A working group of internationally-representative JDM experts was formed to develop a provisional minimal dataset. Clinical and laboratory variables contained within current national and international collaborative databases of patients with idiopathic inflammatory myopathies were scrutinised. Judgements were informed by published literature and a more detailed analysis of the Juvenile Dermatomyositis Cohort Biomarker Study and Repository, UK and Ireland.

Results

A provisional minimal JDM dataset has been produced, with an associated glossary of definitions. The provisional minimal dataset will request information at time of patient diagnosis and during on-going prospective follow up. At time of patient diagnosis, information will be requested on patient demographics, diagnostic criteria and treatments given prior to diagnosis. During on-going prospective follow-up, variables will include the presence of active muscle or skin disease, major organ involvement or constitutional symptoms, investigations, treatment, physician global assessments and patient reported outcome measures.

Conclusions

An internationally agreed minimal dataset has the potential to significantly enhance collaboration, allow effective communication between groups, provide a minimal standard of care and enable analysis of the largest possible number of JDM patients to provide a greater understanding of this disease. This preliminary dataset can now be developed into a consensus-approved minimum core dataset and tested in a wider setting with the aim of achieving international agreement.

Keywords

Juvenile dermatomyositis Idiopathic Inflammatory myopathy International Collaboration Dataset Core set Disease activity

Background

Juvenile dermatomyositis (JDM) is a severe, autoimmune, inflammatory myositis that can cause death and major long-term health problems [13]. There are major gaps in knowledge regarding epidemiology, pathogenesis, response to medication and long-term outcome of the disease [4]. Although most children with JDM now survive to adulthood (5 year survival > 95%) [5], a significant number (70-80%) have on-going disease activity [13]. JDM differs in many ways from myositis in adults [5]. As JDM is rare, affecting 2–3 per million children per year [6, 7], international collaboration between paediatric and adult JDM research groups is essential to undertake clinical trials, understand the disease, and improve long-term outcome. The first prospective randomised trial in myositis (evaluating rituximab in refractory disease) enrolling both paediatric and adult patients through international collaboration was recently published [8]. A collaborative randomised trial of prednisolone, methotrexate and ciclosporin in JDM has recently been completed [9]. Aside from these, there remains a significant paucity of robust evidence regarding therapeutic interventions for JDM in the paediatric and adolescent age group.
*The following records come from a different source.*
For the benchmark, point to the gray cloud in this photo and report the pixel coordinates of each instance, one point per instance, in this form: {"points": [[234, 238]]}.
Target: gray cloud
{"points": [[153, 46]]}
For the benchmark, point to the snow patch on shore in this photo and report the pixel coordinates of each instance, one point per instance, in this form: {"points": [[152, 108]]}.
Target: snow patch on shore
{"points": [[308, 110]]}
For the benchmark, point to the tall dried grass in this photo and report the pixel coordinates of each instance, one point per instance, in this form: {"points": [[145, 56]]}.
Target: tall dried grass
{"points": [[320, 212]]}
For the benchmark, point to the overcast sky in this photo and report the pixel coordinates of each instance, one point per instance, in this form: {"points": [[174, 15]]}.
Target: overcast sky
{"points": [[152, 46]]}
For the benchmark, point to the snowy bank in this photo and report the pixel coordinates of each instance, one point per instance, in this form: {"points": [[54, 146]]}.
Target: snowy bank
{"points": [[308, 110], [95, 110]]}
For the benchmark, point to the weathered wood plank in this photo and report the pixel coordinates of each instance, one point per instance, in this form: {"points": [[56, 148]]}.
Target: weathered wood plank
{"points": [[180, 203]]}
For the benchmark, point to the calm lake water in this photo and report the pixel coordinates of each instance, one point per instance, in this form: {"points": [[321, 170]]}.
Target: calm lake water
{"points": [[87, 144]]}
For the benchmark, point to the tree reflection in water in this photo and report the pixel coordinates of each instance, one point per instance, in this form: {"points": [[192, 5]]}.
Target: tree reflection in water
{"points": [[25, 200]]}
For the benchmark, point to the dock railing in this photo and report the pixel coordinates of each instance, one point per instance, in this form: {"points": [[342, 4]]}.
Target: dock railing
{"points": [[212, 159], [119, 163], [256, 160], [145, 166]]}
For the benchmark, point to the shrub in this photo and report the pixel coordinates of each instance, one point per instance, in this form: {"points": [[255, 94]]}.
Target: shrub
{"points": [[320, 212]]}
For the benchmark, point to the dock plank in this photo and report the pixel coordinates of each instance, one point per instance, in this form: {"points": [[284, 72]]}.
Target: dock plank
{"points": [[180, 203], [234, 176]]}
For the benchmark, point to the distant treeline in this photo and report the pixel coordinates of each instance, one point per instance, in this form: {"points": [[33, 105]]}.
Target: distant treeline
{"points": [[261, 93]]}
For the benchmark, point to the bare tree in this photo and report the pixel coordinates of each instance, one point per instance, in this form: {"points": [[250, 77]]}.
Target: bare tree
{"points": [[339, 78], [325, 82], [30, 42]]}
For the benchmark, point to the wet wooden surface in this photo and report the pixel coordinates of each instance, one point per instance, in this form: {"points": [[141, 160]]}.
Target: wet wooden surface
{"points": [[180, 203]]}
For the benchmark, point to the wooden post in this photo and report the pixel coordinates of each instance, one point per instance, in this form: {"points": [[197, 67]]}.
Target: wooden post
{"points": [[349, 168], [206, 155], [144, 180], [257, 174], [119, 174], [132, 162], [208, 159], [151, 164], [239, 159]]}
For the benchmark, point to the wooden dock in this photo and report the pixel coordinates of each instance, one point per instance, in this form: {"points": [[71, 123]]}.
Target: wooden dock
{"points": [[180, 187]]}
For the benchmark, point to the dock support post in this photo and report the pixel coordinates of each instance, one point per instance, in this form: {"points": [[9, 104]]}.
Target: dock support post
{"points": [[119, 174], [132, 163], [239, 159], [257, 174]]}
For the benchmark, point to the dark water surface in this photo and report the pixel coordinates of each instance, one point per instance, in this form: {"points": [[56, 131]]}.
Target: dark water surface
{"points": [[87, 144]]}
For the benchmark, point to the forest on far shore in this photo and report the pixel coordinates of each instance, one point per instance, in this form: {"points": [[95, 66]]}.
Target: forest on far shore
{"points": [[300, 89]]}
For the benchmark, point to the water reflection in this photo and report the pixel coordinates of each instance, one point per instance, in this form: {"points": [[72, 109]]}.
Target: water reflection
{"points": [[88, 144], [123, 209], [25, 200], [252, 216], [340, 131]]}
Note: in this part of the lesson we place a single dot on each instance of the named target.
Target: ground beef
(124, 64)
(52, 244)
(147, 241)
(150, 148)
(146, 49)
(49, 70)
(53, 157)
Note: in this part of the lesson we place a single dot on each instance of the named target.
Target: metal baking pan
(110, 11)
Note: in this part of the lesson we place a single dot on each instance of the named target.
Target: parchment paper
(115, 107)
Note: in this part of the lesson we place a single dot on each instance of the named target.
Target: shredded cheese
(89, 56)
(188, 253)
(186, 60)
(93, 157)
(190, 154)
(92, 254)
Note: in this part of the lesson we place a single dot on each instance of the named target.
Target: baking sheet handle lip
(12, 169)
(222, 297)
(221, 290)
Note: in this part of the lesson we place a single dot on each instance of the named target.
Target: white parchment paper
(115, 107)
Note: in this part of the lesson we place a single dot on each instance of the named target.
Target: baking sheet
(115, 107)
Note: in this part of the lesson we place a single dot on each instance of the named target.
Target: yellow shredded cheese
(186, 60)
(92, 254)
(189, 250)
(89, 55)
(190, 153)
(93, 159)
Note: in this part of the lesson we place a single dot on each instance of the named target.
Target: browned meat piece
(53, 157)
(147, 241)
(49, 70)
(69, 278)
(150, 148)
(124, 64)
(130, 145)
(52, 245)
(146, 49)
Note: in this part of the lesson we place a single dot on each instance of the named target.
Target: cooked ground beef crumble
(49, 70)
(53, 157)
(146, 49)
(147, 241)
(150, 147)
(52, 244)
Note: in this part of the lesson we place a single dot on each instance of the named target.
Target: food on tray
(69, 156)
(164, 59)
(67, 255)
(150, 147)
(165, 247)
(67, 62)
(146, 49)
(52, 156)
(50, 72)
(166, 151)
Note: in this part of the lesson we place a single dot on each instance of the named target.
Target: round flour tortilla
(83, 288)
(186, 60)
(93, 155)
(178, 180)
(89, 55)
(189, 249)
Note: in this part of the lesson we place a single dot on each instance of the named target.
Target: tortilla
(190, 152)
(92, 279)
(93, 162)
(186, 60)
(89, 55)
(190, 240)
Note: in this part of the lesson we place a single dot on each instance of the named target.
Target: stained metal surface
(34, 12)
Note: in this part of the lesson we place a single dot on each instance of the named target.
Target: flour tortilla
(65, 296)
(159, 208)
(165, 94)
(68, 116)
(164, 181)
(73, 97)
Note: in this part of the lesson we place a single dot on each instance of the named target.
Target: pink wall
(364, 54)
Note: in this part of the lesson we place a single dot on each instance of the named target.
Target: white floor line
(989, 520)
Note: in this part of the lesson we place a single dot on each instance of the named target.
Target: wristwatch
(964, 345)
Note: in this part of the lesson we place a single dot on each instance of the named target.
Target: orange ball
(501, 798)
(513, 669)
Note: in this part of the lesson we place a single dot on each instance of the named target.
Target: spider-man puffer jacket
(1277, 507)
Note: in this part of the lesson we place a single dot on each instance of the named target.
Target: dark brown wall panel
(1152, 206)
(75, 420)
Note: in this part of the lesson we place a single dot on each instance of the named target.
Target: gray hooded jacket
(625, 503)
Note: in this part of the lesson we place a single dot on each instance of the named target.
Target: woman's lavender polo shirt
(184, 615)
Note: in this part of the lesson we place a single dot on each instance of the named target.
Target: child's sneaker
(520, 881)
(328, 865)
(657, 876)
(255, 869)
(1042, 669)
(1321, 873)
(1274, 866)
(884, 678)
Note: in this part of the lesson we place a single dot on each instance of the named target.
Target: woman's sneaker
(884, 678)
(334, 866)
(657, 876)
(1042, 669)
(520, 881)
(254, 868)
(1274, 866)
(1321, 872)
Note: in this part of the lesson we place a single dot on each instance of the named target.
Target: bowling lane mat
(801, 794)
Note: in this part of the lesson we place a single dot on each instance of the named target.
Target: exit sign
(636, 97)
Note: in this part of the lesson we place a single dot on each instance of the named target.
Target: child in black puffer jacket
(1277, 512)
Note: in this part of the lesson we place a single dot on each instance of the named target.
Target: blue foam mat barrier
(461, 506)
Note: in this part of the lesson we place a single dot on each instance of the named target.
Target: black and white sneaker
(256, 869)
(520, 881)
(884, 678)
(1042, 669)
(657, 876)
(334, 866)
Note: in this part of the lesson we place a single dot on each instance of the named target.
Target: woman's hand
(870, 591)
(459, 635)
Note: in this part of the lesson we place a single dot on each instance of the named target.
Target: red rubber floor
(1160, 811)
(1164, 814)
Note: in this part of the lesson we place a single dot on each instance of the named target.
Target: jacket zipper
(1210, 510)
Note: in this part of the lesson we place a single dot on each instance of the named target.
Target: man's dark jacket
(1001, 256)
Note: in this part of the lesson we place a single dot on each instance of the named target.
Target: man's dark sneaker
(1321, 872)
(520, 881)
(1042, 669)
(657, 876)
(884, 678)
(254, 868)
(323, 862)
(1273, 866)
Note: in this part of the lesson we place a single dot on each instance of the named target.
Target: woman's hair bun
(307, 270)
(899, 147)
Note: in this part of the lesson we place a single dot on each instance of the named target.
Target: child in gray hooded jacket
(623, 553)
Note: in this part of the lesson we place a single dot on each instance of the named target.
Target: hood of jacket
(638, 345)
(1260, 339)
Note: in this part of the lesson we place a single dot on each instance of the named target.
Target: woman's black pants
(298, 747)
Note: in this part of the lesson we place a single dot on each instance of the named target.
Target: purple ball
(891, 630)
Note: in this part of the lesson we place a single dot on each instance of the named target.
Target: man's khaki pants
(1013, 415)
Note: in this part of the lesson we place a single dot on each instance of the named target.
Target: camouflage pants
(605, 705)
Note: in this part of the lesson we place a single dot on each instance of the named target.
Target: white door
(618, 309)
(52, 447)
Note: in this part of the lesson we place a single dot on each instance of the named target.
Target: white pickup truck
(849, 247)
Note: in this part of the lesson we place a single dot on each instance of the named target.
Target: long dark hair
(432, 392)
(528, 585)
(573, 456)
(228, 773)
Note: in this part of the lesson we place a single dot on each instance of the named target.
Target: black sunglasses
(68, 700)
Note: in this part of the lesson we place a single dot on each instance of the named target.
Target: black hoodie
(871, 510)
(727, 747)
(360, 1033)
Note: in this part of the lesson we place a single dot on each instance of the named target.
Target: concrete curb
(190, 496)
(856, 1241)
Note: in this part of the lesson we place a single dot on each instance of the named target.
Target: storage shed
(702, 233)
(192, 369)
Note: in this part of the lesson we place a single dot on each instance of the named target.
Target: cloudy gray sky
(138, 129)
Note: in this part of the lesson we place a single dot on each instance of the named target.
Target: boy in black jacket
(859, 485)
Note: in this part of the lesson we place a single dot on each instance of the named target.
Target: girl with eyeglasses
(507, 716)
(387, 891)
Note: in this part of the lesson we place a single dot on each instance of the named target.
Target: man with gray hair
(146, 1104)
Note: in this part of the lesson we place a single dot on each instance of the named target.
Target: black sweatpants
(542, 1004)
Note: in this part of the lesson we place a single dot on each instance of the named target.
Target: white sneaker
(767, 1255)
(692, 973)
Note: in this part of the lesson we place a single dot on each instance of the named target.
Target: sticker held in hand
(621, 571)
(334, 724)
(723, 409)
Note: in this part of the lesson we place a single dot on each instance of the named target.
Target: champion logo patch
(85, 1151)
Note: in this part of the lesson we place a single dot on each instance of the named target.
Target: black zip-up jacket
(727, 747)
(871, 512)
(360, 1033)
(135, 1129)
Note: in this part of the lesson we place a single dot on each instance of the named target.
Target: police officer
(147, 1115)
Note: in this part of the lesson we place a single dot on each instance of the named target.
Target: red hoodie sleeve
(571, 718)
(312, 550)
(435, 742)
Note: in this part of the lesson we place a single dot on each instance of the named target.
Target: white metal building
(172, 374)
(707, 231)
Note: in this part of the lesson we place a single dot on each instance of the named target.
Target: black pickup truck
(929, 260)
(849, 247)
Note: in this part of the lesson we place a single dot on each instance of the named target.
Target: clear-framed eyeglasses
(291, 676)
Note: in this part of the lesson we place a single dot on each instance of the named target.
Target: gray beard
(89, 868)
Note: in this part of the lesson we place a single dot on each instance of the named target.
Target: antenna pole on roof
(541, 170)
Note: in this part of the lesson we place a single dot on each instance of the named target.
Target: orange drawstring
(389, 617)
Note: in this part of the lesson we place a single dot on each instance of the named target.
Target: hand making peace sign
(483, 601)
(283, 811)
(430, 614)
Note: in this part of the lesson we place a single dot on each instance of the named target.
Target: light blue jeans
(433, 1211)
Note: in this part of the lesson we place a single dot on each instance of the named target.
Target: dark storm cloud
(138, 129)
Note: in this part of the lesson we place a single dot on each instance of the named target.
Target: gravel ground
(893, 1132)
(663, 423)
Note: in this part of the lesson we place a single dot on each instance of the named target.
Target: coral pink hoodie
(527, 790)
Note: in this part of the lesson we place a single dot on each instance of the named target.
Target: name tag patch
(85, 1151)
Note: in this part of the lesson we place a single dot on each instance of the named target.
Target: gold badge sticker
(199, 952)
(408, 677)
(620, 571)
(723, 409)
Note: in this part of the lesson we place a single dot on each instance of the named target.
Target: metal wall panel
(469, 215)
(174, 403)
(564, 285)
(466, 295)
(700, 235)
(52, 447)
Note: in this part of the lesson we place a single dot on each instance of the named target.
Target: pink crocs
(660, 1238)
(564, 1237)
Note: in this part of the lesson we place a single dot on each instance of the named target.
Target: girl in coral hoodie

To date, two parallel processes have led to the development of two ‘core sets’ for JDM in America (via the International Myositis and Clinical Studies [IMACS] group) [1012] and in Europe (via Paediatric Rheumatology International Trials Organisation, PRINTO) [1315]. These core sets overlap but differ in important details and lack international agreement. They were developed with the main purpose for clinical trials and therefore can be difficult to use in routine clinical practice due to time constraints.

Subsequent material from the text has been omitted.